| Discussion: |
Ovarian cysts can be found in almost all prememopausal women and about 15% of postmenopausal women. The most common cysts are produced during the normal menstrual cycle and can be follicular or luteal in origin. These cysts are benign and can range in size from 1cm to 8cm. Numerous luteal or follicular cysts, or theca-lutein cysts, can cause bilateral ovarian enlargement from an increased hCG level. The hCG level can be elevated secondary to multiple gestation, trophoblastic disease, or Rh sensitization. Endometriosis of the ovary is another cause of ovarian cysts; hemorrhage inside the cyst results in the so-called chocolate cyst. Polycystic ovarian syndrome effects young women and results in multiple 0.5cm-1cm subcortical cysts imbedded in the ovaries. The disorder is associated with increased androgen levels, infertility, hirsuitism, and obesity.
Ovarian tumors can also present as a cystic pelvic mass. These tumors originate from ovarian surface epithelia, germ cells, or sex cord stroma. Epithelial ovarian tumors are categorized as serous, mucinous, endometroid, or Brenner tumor. The most common cystic ovarian neoplasms are serous tumors, 60% of which are benign, 25% are malignant, and 15% are borderline. Serous tumors usually present as large masses, up to 40cm in diameter. Mucinous tumors also present as a large multiloculated cystic mass filled with jelly-like fluid. 80% of mucinous tumors are benign, 10% borderline, and 10% malignant. These tumors may enter the peritoneal cavity and cause psedomyxoma peritonei, which can be fatal. 20% of all ovarian cancers are endometroid tumors, which have both solid and cystic components. Endometroid tumor cells closely resemble endometrium histologically. Brenner tumors are usually benign, solid rather than cystic, and resemble transitional epithelium of the urinary bladder. Germ cell tumors represent 15-20% of all ovarian cancers and include teratomas, dysgerminomas, endodermal sinus tumors, and choriocarcinomas. Benign teratomas, or dermoid cysts, are made up of mature cells originating from more than one germ cell layer. 1% of these tumors become malignant. Malignant teratomas are made up of immature embryonic cells from more than one germ cell layer. The more immature the cells of the tumor, the more likely the tumor will spread outside the ovary. Dysgeminomas are uncommon solid tumors which are the counterpart of the testicular seminoma. Endodermal sinus tumors are rare tumors consisting of multipotential embryonic cells. These tumors characteristically produce alpha-feto protein and can be aggressive. Choriocarcinomas are usually found in combination with other germ cell tumors. These tumors are associated with an elevated chorionic gonadotropin and are highly malignant. Sex cord stromal tumors consist of granulosa-theca cell tumors, Sertoli-Leydig cell tumors, and fibromas. These tumors are usually solid and can be functional. Granulosa-theca cell tumors produce large amounts of estrogen, leading to precocious puberty, endometrial hyperplasia, and increased risk of endometrial carcinoma. Sertoli-Leydig cell tumors are made up of cells which are identical to male testicular cells and can cause masculinization. Fibromas are solid tumors and are associated with hydrothorax and ascites.

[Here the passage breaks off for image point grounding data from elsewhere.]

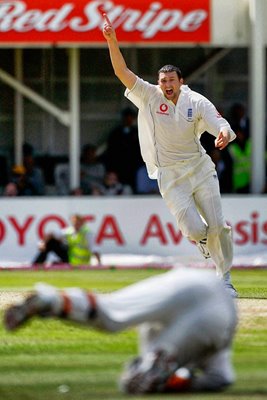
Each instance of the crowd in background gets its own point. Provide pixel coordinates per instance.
(120, 170)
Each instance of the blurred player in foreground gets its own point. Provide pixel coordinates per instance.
(171, 120)
(186, 322)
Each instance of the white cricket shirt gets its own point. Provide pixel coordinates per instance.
(170, 133)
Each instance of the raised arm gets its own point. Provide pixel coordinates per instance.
(125, 75)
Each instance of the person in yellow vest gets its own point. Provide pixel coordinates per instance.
(240, 151)
(74, 245)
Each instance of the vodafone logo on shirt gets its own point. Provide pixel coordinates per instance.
(63, 22)
(163, 108)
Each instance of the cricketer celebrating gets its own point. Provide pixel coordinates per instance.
(171, 120)
(186, 318)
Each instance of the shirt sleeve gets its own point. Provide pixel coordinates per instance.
(212, 120)
(139, 95)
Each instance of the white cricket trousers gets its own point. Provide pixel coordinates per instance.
(191, 192)
(182, 311)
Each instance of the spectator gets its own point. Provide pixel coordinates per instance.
(222, 160)
(145, 185)
(240, 151)
(19, 178)
(10, 190)
(111, 186)
(34, 177)
(92, 170)
(73, 245)
(123, 151)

When an adnexal mass is suspected, transvaginal ultrasound is the imaging modality of choice. Ultrasound findings can help to distinguish between benign and malignant tumors. A simple cyst is characteristic of a benign tumor, consisting of anechoic fluid, thin walls, and diameter less than 2-2.5 cm. Hemorrhage within the cyst suggests a benign process such as an endometrioma, since malignant tumors do not usually bleed. A mass with a hyperechoic solid area with acoustic shadowing suggests a benign teratoma. The findings which suggest a malignant process are solid components to the mass and septations within the mass thicker than 2-3mm. Size of tumor is not helpful in differentiating benign and malignant tumors. Transvaginal ultrasound with Doppler was initially thought to aid in the identification of malignant tumors by detecting lower vascular resistance within the mass. Studies have demonstrated this theory to be unreliable in determining benign or malignant status of an ovarian mass. According to Laing et al. (2001), a solid component of an ovarian mass was the most useful finding in malignancy. Other findings suggesting malignancy include: central flow, moderate to large amount of intraperitoneal fluid, and thick septations. Other than ultrasound, CT or MRI is useful for larger masses and examining the abdomen for metastasis.
Surgery is recommended for simple cysts larger than 5cm and complex cysts of any size. Simple cysts smaller than 5cm with a normal CA-125 level may be followed with serial ultrasounds. Benign cysts have an excellent prognosis; prognosis of malignant tumors vary with the type of tumor involved and time of detection.